Year of Wonders
The year is 1666; a small village tucked in the English countryside welcomes a new lodger–George Viccars, a tailor from London. Viccars luxurious bolts of fine cloth, however, harbor the unseen “seeds” of the Plague. After his death, we watch the lives of the villagers quickly spiral into despair. Anna Frith, the young widow who took the tailor in, works for the rector of the village, Michael Montpellion. With Montpellion and his wife Eleanor, Anna nurses the sick, attends to the survivors, and helps bury the dead.
The title was misleading–I expected to read a novel where the horrific plague brought out the best in people, and bound them together in community and a renewed spirit of brotherhood. Instead, we have witch hunts, swindlers, religious fanatics, and, rather than grave robbers, a grave-digging robber who swoops in hours before a death and charges outrageously for a decent burial. I guess one’s true nature does surface during adversity. But through it all, Anna Frith somehow prevails, and, as she watches the world around her fall apart, tells her story with wisdom and insight.

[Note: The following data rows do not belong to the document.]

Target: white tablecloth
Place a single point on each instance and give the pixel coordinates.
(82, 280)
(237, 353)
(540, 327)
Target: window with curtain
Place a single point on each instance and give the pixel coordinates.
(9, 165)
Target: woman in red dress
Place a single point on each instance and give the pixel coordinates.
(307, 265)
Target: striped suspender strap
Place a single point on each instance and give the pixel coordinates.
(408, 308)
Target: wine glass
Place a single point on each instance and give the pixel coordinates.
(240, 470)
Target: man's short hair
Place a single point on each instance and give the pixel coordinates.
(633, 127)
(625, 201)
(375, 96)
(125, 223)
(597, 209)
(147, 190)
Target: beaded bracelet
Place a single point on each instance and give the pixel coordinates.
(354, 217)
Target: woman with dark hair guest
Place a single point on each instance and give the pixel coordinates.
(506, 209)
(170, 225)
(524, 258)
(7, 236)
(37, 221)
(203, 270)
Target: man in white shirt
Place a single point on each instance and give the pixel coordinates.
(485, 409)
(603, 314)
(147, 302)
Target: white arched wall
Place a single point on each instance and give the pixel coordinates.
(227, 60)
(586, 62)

Eleanor Montpellion teaches her to read and becomes a fast friend, and Michael Montpellion relies on her courage and skill in nursing the sick.
Year of Wonders provides a fairly accurate (albeit cliched) look at England in the seventeenth century. My interest never flagged and the novel was a quick read. But I have to wonder why oh why contemporary writers insist on some sensational ending, one that isn’t in tune with the time, place, or character of the novel? Is it because a quiet, thoughtful story of grace and dignity won’t sell? I won’t put a spoiler alert here, but to say the far-fetched end of Anna’s story was disappointing is putting it mildly.
Currently reading : tinkers by Paul Harding; next up The Immortal Life of Harriet Lacks, our July book club selection.